The Court then addressed defendant’s second argument – that the 2008 amendment specifically excluding ORV’s from the definition of a “motor vehicle” under the No-Fault Act should be given retroactive application in this case. The Court found that the amendment was not intended to clarify legislative intent in light of the fact that the first case to consider the exemption of ORVs from the No-Fault Act, Michigan Millers v Farm Bureau Gen Ins Co, 156 Mich App 823 (1987), was decided by the Court of Appeals in 1986 and 20 years had passed since that decision without the Legislature opting to clarify or amend its language or intent. Accordingly, the
Shankster Court viewed the 2008 amendment as a change in the law, not a clarification. Moreover, the Court found that the amendment, if applied retroactively, would have an effect on plaintiff’s substantive rights. Under the former statute, the plaintiff would have a right to PIP benefits. Under the amended statute, plaintiff does not. In reaching this decision, the Court did not analyze whether PIP benefits were a substantive right at all, but rather simply declared them to be so.

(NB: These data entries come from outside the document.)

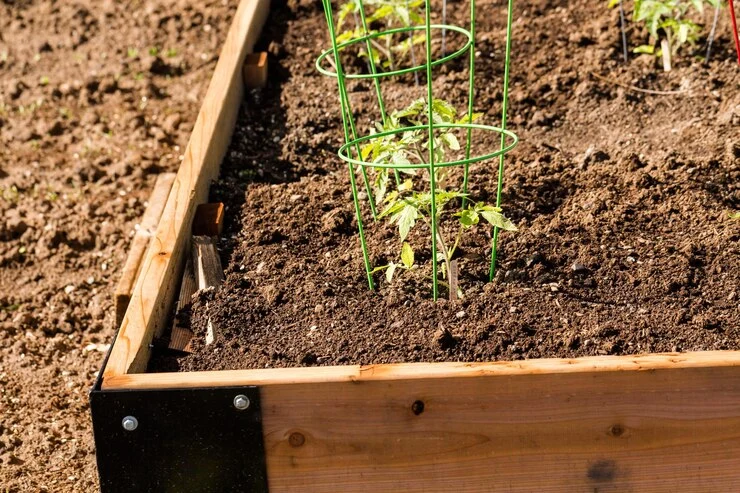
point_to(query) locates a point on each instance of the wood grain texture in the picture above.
(209, 219)
(255, 70)
(653, 423)
(206, 262)
(154, 290)
(143, 235)
(181, 335)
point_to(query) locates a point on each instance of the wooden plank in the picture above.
(654, 423)
(143, 235)
(154, 290)
(209, 219)
(424, 371)
(255, 70)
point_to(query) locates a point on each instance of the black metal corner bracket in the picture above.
(179, 440)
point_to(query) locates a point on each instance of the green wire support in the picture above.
(351, 153)
(504, 109)
(346, 114)
(471, 96)
(374, 70)
(345, 103)
(432, 173)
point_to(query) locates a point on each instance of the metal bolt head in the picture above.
(130, 423)
(241, 402)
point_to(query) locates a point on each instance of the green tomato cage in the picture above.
(350, 151)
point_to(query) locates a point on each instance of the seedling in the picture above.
(390, 14)
(419, 140)
(668, 24)
(405, 206)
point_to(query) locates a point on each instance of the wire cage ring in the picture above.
(363, 39)
(344, 151)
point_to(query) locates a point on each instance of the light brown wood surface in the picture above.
(653, 423)
(142, 236)
(154, 290)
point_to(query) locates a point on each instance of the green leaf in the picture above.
(406, 220)
(444, 109)
(468, 218)
(366, 150)
(390, 271)
(497, 219)
(407, 255)
(406, 185)
(451, 141)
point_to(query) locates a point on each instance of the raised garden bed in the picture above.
(623, 248)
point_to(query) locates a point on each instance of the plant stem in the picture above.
(444, 31)
(624, 34)
(665, 47)
(712, 32)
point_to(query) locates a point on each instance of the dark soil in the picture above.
(621, 198)
(88, 118)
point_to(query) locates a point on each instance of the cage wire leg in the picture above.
(346, 106)
(432, 177)
(374, 71)
(471, 96)
(504, 109)
(347, 126)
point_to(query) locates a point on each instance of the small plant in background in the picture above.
(669, 25)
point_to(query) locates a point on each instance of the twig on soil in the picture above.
(638, 89)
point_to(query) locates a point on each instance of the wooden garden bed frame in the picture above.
(657, 423)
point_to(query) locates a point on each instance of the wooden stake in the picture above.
(208, 273)
(206, 263)
(209, 219)
(255, 70)
(143, 235)
(181, 335)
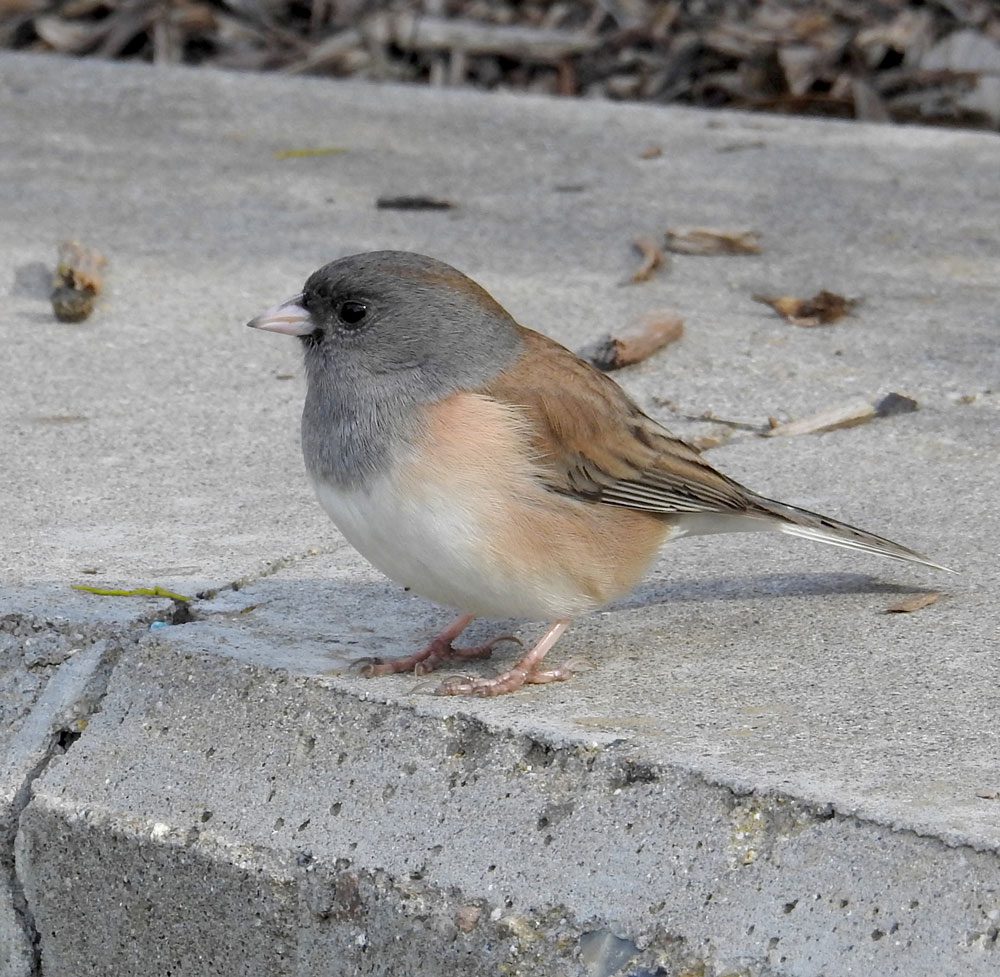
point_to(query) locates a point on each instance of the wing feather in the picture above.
(594, 443)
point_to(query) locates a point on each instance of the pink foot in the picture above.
(525, 672)
(439, 652)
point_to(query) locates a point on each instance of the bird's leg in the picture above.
(439, 652)
(526, 671)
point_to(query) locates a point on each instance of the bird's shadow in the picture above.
(756, 587)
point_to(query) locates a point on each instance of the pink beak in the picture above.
(289, 318)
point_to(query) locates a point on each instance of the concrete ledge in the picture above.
(262, 823)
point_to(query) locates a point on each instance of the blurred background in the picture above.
(935, 62)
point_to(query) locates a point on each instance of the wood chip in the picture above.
(709, 241)
(850, 414)
(656, 330)
(914, 603)
(893, 403)
(823, 309)
(413, 202)
(652, 258)
(77, 282)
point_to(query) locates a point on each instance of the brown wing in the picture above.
(594, 443)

Finally, the Court addressed defendant’s argument that the former provisions of the No- Fault Act are unconstitutional on due process and equal protection grounds. The Court disagreed with defendant, finding that under the rational basis test, the No-Fault Act is constitutional where it furthers a legitimate government interest of ensuring that motorists driving on Michigan roads obtain prompt payment for economic losses in exchange for some limitation of tort liability, even if those motorists are driving exempt vehicles. The Court addressed the distinction between vehicles in general, and the exempt vehicles such as ORVs, noting that the distinction is attributed to the fact that the normal use for each vehicle is different. Vehicles in general are designed for use on highways and public roads. ORVs are not. However, ORVs are occasionally used on public roadways and so, in the rational of the Court, the Act allows coverage for drivers of ORVs to ensure they are provided prompt payment in case of an accident on a public highway. It appears not to matter to the Court at all that plaintiff was no injured on a public highway in this case. The Court also disregarded defendant’s argument that it had not anticipated the risk involved with insuring an ORV operator or occupant. The Court found that coverage required for uninsured ORV operators is the same as for operators of uninsured vehicles in general and, in either case, defendant would have to provide coverage.